Investors in the largest Scandinavian companies may find it “difficult if not impossible” to obtain the data required to fulfil their Sustainable Finance Disclosure Regulation obligations next year due to the poor state of Scope 3 reporting, according to a new report.
Sustainability consultancy PositionGreen’s annual ESG100 report assesses the ESG reporting of the 100 largest listed companies in each of Sweden, Norway and Denmark. This year’s iteration found that the Scope 3 emissions data required for SFDR reporting would be available from fewer than half of the examined companies.
It concluded that there was a strong need to engage with boards and company management “to reduce the ESG information gaps that exist between companies and their investors”.
Companies are given a rating of zero to four on each reporting metric in the report, which this year covered Sweden and Denmark for the first time as well as Norway. One of the key findings was that Danish companies are lagging behind their Swedish and Norwegian peers in a number of key areas.
While all three countries have relatively high levels of Scope 1 and 2 reporting, 87 percent of Swedish companies and 85 percent of Norwegian companies received the best ratings for their reporting, against just 63 percent in Denmark. TCFD reporting is more of a mixed bag, with a relatively even distribution of reporting quality, although Norway performs best.
One of the worst areas of performance for Denmark was reporting against the GRI or SASB frameworks, with 77 companies using neither, against 21 for Norway and 19 for Sweden.
Anders Schelde, chief investment officer at Denmark’s AkademikerPension, said it was “hardly a surprise” that there was still room for improvement at Danish companies. While firms in the country have come a long way on reporting, “there is still quite some distance to cover”, he added.
Among the other standout findings were that three-quarters of companies across all three countries did not report on ESG links in executive pay, companies reported more thoroughly and meaningful on topics regulated by law, and only six percent of firms report on nature-related risk.
Kiran Aziz, head of responsible investments at Norway’s KLP, said the most important finding was on links between compensation and ESG targets. “Sustainability and ESG is becoming quite a core part of company strategies and you need to hold the management accountable for how their performance is,” she said.
Asked whether reporting regulations would help, Aziz said: “It will take five years before we can say that reporting obligations are adding any value.” Companies will improve over time, she added, but it will take between three and five years before comparability is possible.
Both Schelde and Aurora Samuelsson, head of sustainability at Handelsbanken Fonder, said it was important to engage on ESG reporting topics.

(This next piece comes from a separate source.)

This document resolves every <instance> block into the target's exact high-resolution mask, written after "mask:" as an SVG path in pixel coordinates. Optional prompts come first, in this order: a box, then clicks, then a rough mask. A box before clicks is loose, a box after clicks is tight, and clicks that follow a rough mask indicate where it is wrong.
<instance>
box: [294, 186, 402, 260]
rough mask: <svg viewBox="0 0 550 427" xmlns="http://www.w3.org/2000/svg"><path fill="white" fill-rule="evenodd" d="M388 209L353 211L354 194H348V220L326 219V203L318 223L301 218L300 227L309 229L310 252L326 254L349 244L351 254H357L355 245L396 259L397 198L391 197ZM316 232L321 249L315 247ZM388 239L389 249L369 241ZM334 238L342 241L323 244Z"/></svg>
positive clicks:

“We have been pushing for better reporting in our dialogue with companies, in our annual letter to portfolio companies, and by filing shareholder resolutions on TCFD at several Danish AGMs in the past years,” said Schelde. “Is the glass half-full or half-empty? We’ll keep pushing for better integration in enterprise risk management systems and long-term business strategy planning until companies get it right.”
Samuelsson said Handelsbanken expects its investee companies to report on emissions and set targets, for instance through science-based targets. “The objective of our engagement work is to use dialogues and shareholder influence to push the companies we invest in towards a more sustainable direction,” she said. “This type of influence is an important part of Handelsbanken Fonder’s work to decrease carbon intensity in our portfolios and our path towards net zero.”